Berg leaned in and took several sniffs against the window. “That’s a big cat . . . and . . .” He sniffed a few more times. “. . . And cheesesteak.”
“There’s cheesesteak?” Dag pressed his nose against the glass again. “That’s definitely cheesesteak.”
“We could order cheesesteaks from Jersey Mike’s.”
“Yeah . . . but I’m hungry now. And the window is open a little.” Dag forced his hands between the window and the metal of the vehicle. He then pushed hard, forcing the window down with a squealing sound that made even Max cringe a little.
Dag only managed to get it halfway down and couldn’t get his massive body inside. Although it was humorous to watch him try.
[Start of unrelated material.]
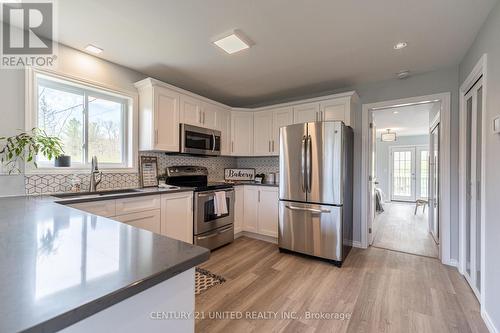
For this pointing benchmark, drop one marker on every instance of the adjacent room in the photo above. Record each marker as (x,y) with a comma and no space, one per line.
(404,216)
After the third attempt, Dag stood and stared at his brother over the top of the vehicle. Some unspoken words passed between the two triplets.
Berg went to the back of the vehicle and, again, after looking at each other, they both squatted down and Max watched, her mouth wide open, as the brothers lifted the Escalade up and tipped it toward Dag. Everything that was inside came rolling toward the window.
“Shake it left,” Dag ordered.
And they did. They shook the Escalade to the left.
“Right.”
Then the right. Then left again. Like someone trying to shake a certain color out of a box of M&M’s.
When none of that seemed to work, they dropped the vehicle and Berg went to stand by his brother’s side.
“Maybe we should just call Jersey Mike’s,” Dag suggested.
“Yeah. But we still don’t know whose Escalade this is.” Berg wrapped his hand around the inside of the open part of the window. “Maybe if it’s unlocked we can just—ooops.”
Max closed her eyes and lowered her head, giving herself a moment so she didn’t laugh out loud. Hysterically. But the vision of that bear standing there . . . holding that door in his hand . . . because he’d pulled it off the Escalade, was something that would be burned into her mind until she died.
“That was an accident,” Berg said—and Max believed him.
“I know,” Dag replied. “But since it’s open anyway . . .”
Dag leaned in and, eventually, ended up crawling inside, followed by Berg once he leaned the door he’d been holding against the SUV’s back end.
Together, the pair began to rip apart the inside of the vehicle, still looking for those cheesesteaks. Oh . . . and information. Apparently.